Every golden fixture needs one clear owner:

- The owning test, scenario, or package is named in the fixture path or filename.
- Shared fixtures are read-only inputs; generated expected artifacts are owned by
  the test that approves them.
- A fixture update should be attributable to one behavior change. If one code
  change updates unrelated goldens, split the work or explain the shared cause.
- Do not let two tests update the same expected file from different paths.
- Delete obsolete fixtures in the same change that removes the behavior they
  represented.

## Approval Workflow

Use a two-step workflow:

1. Read-only check.
   The default test command generates actual output, normalizes it, compares it
   to the committed expected artifact, and fails with a stable diff plus an
   update command hint.

2. Explicit update.
   A local maintainer runs an opt-in command or environment flag such as
   `UPDATE_GOLDENS=1`. The update writes expected artifacts deterministically,
   then the maintainer reviews the git diff and reruns the read-only test.

Approval is not complete until the diff has been reviewed.
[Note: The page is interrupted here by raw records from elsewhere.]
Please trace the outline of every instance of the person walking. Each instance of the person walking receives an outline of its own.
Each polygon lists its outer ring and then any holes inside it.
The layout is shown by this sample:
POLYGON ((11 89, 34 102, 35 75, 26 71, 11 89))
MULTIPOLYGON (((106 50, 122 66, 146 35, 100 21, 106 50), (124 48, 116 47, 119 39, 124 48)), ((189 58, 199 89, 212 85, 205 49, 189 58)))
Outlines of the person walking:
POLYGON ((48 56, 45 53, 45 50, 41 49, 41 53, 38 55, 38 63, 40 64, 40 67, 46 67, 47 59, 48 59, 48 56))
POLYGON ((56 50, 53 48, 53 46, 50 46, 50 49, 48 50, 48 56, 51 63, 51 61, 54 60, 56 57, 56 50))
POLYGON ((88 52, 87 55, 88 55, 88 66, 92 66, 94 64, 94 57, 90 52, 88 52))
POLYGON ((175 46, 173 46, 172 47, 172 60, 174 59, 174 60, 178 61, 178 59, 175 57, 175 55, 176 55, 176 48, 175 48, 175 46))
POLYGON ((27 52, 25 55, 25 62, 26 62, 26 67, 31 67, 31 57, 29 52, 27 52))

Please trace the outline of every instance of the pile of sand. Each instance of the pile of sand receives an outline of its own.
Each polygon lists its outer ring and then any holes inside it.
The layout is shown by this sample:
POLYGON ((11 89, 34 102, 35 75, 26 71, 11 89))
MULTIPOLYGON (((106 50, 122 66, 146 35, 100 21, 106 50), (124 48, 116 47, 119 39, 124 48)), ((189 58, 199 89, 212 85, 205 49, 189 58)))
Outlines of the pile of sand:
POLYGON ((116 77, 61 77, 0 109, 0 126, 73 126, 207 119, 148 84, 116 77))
Never make CI update
goldens, and never make a passing test depend on uncommitted generated files.

## Update Discipline

- Update goldens in the same change as the behavior that requires them.
- Keep the reason visible in the commit, PR, bead, or test note.
- Regenerate the smallest fixture set that proves the change.
- Reject blanket "update all snapshots" churn unless the underlying behavior is
  intentionally global.
- Rerun the read-only test after update mode and confirm the working tree has
  only intended artifact changes.
- If a golden changes often without product behavior changing, fix the
  normalization or replace the golden with targeted assertions.

## Review Checklist

Before accepting a golden-artifact test, verify:

- The artifact contract is named and belongs in a golden test.
- The normalizer removes volatility without erasing meaningful behavior.
- Failures produce a diff a reviewer can act on.
- Update mode is explicit, local-only, deterministic, and documented by the test
  failure or nearby test helper.
- Fixture ownership is clear from paths, test names, or scenario names.
- The changed fixtures are reviewed as product evidence, not accepted as
  generated noise.

## Output Specification

When applying this skill, return a concise plan or review with these sections:

- Scope: artifact type, owning test surface, and behavior under contract.
- Artifact contract: what is intentionally frozen and what is excluded.
- Normalization: volatile fields and how they are canonicalized.
- Comparator and diff: command, helper, or assertion strategy.
- Fixture ownership: where expected artifacts live and who updates them.
- Approval workflow: read-only command, update command, and CI posture.
- Update discipline: review requirements and limits on fixture churn.
- Verification: commands run and residual risks.